Happy Monday and welcome to your mental Health Mini. This week's guest is Jay Fields and we are talking all things emotional intelligence. The reality is, is early in our life, we get these blueprints for what it means to be a good person and what it means to relate and what we do with
emotions and that sort of thing. And so whatever you saw modeled in your home growing up is what most people tend to do, even if what they want to do is something different, will default to it. So in my family, emotions were something to be figured out, like we'll figure out why you feel that way and we'll fix it. self-sufficiency was a strong value in my family. So it'd be like, you can do this, you can get through this. As opposed to like, Ouch, that
must really hurt. Like, I totally get how you would feel that way. As an adult, my default is to go to figuring it out or telling myself like, it's not that big a deal. You can do this, you're strong. And it's not that those two things are bad. They're absolutely great, but the first part that's missing for most people is resonance. A grown up saying your feelings make sense to me. You're not crazy. I've felt those two before, and I'm here.

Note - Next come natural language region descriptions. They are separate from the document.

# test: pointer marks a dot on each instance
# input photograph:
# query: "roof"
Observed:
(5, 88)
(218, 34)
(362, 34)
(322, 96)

Or you're strong. Look at all the ways you've gotten through things in the past. This is resilience in building that. But without that first resonant place, eventually the person gets the message. My feelings must be weird and off because I'm having this experience that feels super big to me. And the people who love me and care for me don't seem to think it's that big a deal because they're not meeting me and seeing me in it. I must be weird. And these emotions must be out
of proportion. And so we get even more untrusting of our inner experience. And that's where kind of those patterns of people pleasing or being coming in mesh with other people happen because you no longer trust that your inner experience is appropriate and you're looking to like, connect with someone else's outer experience to be OK. What can we do about this? The first step is to start to have some connection to your
body. When I'm talking about becoming more aware in your body, I recommend that people find a felt resource. A felt resource is anything in your body in the present moment that you can experience is either pleasant or neutral. So for example, feeling my feet on the floor is pretty neutral for me. If you can find in the present moment something that's either neutral or pleasant and you're having an unpleasant emotion, you now have two things happening. You have two layers of experience.

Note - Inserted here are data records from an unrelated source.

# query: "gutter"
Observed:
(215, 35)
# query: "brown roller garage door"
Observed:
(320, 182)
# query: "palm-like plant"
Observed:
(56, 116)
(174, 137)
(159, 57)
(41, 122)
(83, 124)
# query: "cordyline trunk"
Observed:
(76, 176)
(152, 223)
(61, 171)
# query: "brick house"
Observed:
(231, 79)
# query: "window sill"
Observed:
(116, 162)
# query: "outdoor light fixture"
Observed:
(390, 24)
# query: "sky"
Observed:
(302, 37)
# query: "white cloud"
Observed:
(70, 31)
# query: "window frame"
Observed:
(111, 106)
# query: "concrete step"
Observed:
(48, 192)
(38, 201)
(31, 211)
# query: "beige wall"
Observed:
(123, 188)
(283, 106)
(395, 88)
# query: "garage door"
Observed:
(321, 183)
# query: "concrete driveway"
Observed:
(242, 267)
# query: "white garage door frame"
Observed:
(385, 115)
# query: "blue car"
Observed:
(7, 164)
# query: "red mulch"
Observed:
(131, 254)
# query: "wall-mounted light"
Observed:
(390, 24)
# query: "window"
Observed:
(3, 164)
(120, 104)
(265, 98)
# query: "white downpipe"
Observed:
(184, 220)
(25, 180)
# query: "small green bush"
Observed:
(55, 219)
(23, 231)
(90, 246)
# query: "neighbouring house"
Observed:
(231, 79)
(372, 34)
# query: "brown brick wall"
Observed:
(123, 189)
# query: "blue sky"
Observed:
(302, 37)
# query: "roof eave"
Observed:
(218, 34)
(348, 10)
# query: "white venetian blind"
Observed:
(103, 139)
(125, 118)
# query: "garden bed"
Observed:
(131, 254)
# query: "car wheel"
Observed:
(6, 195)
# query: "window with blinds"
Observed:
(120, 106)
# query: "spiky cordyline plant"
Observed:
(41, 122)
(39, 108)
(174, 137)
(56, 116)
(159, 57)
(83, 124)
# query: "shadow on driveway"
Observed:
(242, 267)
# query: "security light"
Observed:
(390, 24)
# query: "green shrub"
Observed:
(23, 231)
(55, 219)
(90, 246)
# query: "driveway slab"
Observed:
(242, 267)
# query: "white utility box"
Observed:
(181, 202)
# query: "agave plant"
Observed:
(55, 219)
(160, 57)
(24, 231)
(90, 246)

You have the heat and the tightness of anger. You have the neutrality of my feet on the floor. And what that does is it makes it so that that heat and anger don't overtake you or flood you so much that you go numb because you have this other layer. The way I like to talk about is this is true. This is also true. It's true that I'm angry and feeling overwhelmed. It's also true that I can feel my butt in my chair. So my whole experience is an awful.
And then from there, naming it, if you can name it, literally brings together the part of your brain that can understand your experience with the part of your brain that's having the emotion and that's integrated for your brain and then helps your nervous system to regulate. And if you know what the feeling is, then it's about offering self empathy. Of course I feel sad. Of course I feel anxious.
Of course I feel elated. And that's your way of saying I make sense to me because our brains don't like dissonance. Our brains don't like when your body feels like you're really freaked out and you're telling yourself it's cool. But if your body feels freaked out and your brain goes, it makes sense to me that you're freaked out. You put it in context and of course your anxiety makes sense. Doesn't mean you like it, doesn't mean you want it, but it
means it's not dissonant. What I tell the people that I work with when we first start doing these exercises is that what it's doing is it's basically you creating a felt sense of being related to yourself, creating a relationship to yourself, that you become trustworthy to yourself. You become trustworthy that you will validate yourself and your feelings.
From there, you build self-confidence, you build self worth, you build again that sense of trust, and from there that's the foundation of changing every behavior. If I have trust in myself that I'm going to show up for myself, if I have a big hard feeling, I'm more willing to disappoint someone else versus try to please them at my own expense. Embodied self-awareness can feel like a big, hard, scary thing to do when you're feeling that lack of connection to yourself.
But doing it helps everything in your brain to go, oh, this is OK, you just have to start dipping your toe in the water. Trust that your brain will come along with you right now. The stories you tell yourself about it are like, whoa, this is going to be hard. But all the Physiology is there to support you in it, especially if you're kind to yourself through the process.